If you’re like me when you heard “bleed” for the first time in reference to graphic art, you definitely didn’t envision the same thing as would a seasoned graphic designer.

Your mind’s path may have led you to something more like this:




But graphic art bleed is actually referring to this:


As you can see from this image, bleed has it’s place almost at the paper’s edge.

So, why is bleed so important? It’s because bleed is essentially extra printed material! Bleed is included in the final print file so that the end product will show color edge to edge (not white edges, unless of course your background color is white).
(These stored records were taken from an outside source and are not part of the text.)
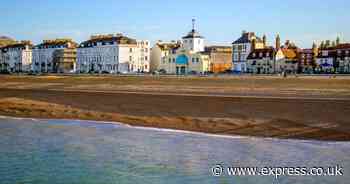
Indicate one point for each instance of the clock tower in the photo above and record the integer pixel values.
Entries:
(193, 41)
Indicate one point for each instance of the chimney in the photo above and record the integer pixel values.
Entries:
(253, 44)
(264, 40)
(278, 42)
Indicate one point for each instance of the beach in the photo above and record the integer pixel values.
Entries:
(303, 107)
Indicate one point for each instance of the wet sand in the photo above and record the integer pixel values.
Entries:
(300, 108)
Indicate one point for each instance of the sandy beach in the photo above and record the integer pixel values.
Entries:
(269, 106)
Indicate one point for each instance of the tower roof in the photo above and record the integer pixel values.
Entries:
(193, 33)
(247, 37)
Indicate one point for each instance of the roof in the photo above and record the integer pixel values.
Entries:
(306, 51)
(289, 53)
(339, 51)
(193, 34)
(119, 39)
(4, 40)
(262, 53)
(342, 46)
(247, 38)
(168, 46)
(56, 42)
(22, 44)
(215, 48)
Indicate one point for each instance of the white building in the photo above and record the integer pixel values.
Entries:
(113, 54)
(190, 58)
(242, 47)
(16, 57)
(43, 54)
(142, 63)
(160, 50)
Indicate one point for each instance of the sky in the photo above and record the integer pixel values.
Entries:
(221, 22)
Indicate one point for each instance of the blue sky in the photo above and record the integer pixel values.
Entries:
(220, 21)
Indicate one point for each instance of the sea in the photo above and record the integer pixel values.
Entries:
(39, 151)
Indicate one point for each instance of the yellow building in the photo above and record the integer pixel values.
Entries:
(220, 58)
(64, 60)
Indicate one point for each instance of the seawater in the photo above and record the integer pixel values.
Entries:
(34, 151)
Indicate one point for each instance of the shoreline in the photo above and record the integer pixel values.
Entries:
(22, 108)
(176, 131)
(292, 108)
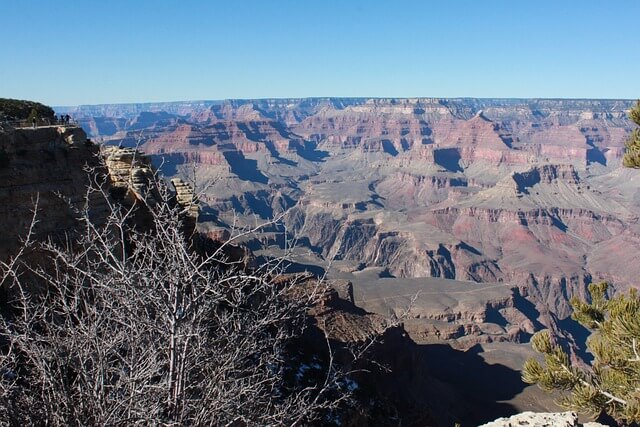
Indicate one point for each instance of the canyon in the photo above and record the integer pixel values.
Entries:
(525, 193)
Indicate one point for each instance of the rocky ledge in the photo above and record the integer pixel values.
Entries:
(542, 419)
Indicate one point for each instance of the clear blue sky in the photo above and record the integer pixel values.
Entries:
(86, 52)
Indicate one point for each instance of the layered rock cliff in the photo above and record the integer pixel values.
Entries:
(522, 192)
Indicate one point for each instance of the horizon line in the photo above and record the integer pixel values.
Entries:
(221, 100)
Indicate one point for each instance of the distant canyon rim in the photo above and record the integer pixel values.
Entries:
(494, 212)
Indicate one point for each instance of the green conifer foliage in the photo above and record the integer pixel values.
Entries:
(632, 153)
(612, 383)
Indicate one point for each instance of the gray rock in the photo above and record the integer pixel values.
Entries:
(541, 419)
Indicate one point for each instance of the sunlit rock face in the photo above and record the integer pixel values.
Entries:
(528, 193)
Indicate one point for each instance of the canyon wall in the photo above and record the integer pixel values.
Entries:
(528, 193)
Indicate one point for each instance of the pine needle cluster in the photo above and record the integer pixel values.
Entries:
(631, 157)
(612, 383)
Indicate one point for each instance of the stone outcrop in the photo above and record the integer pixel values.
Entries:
(533, 419)
(44, 169)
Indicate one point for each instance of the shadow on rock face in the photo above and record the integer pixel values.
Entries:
(465, 388)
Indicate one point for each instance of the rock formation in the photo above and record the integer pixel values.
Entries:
(533, 419)
(524, 192)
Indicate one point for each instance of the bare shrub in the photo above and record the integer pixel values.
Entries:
(132, 326)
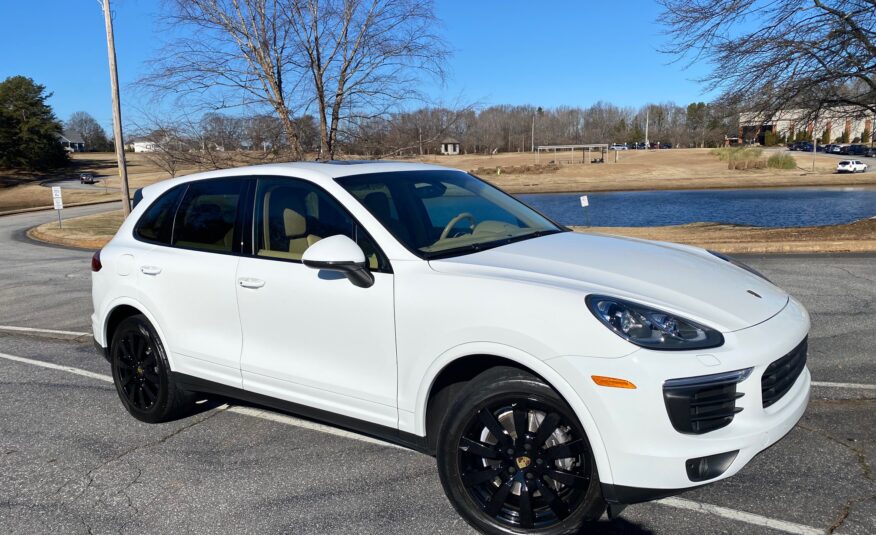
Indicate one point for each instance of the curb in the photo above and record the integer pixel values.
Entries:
(52, 334)
(47, 208)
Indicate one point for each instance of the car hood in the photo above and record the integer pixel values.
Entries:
(675, 278)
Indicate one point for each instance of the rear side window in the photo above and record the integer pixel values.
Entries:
(156, 223)
(207, 216)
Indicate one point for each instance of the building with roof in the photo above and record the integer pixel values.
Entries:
(836, 124)
(72, 141)
(449, 146)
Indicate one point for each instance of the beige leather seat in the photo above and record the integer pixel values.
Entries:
(296, 230)
(294, 225)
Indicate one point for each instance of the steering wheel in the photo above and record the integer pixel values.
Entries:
(452, 223)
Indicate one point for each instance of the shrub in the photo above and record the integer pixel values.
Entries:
(781, 161)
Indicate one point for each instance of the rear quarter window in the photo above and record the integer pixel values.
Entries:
(156, 223)
(207, 216)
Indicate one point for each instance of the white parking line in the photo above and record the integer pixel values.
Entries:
(741, 516)
(679, 503)
(53, 366)
(853, 386)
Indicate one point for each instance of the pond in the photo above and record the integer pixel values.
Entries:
(787, 207)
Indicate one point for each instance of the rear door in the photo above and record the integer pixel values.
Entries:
(187, 280)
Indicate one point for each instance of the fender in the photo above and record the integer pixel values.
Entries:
(539, 367)
(131, 302)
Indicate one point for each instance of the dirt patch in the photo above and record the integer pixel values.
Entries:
(87, 232)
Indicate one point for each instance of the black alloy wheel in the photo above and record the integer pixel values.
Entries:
(520, 460)
(141, 373)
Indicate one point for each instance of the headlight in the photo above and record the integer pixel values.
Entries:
(740, 265)
(651, 328)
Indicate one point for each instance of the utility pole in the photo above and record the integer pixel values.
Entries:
(117, 109)
(647, 119)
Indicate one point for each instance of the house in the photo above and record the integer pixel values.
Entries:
(141, 144)
(835, 124)
(72, 141)
(449, 146)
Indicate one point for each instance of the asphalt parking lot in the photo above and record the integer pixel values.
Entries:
(72, 460)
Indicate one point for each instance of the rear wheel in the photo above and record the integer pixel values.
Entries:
(142, 375)
(513, 458)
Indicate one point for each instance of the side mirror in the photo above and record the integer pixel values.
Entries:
(339, 253)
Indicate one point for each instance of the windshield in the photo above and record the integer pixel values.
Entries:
(444, 213)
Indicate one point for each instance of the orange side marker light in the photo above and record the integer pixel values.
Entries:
(612, 382)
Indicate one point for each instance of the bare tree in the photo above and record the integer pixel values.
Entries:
(347, 59)
(805, 54)
(231, 53)
(363, 57)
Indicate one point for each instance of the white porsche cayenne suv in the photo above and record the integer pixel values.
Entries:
(552, 373)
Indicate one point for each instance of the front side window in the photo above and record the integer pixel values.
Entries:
(206, 218)
(445, 213)
(291, 215)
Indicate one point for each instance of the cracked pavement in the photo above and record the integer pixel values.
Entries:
(73, 461)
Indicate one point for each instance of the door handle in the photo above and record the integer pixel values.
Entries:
(251, 283)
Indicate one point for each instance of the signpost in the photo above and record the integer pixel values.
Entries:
(58, 202)
(585, 203)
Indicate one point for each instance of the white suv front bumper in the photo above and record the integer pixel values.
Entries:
(644, 450)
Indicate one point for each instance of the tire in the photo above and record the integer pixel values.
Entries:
(544, 482)
(142, 375)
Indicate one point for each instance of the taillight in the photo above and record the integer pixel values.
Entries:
(95, 262)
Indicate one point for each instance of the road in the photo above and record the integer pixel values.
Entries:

Bleed allows wiggle room for printers because it is subject to shrink by the heat of the heater during the dye sub process. It also allows extra wiggle room during the finishing process as cutters will need to cut off excess material, and seamstresses or seamsters, respectfully, will need material to hem and sew. Bleed may or may not be included in the final product, depending on all these factors.  

And considering all these factors, bleed also helps to ensure your graphic art will come out as expected. Because, isn't that what you really want anyway?

So, please consider what happens with bleed when you start designing. Here’s some quick advice:

  • Don’t put your text or logos on the bleed section! But, do extend your background colors onto the bleed section of any template that includes a bleed border.

  • When placing text and logos, always allow room for margins. To help guide you, our templates include a “Yellow Safe Zone” so you know to place all important logo and information here, and only here.

  • One of our graphic designers, Aileen, says it’s like decorating a cake. “Yellow Safe Zones” (see templates) are for words and design. Are you going to want your design on the edges? No, you want to leave a nice margin so it looks appealing. But you still need to frost the whole cake before you put your message in the middle.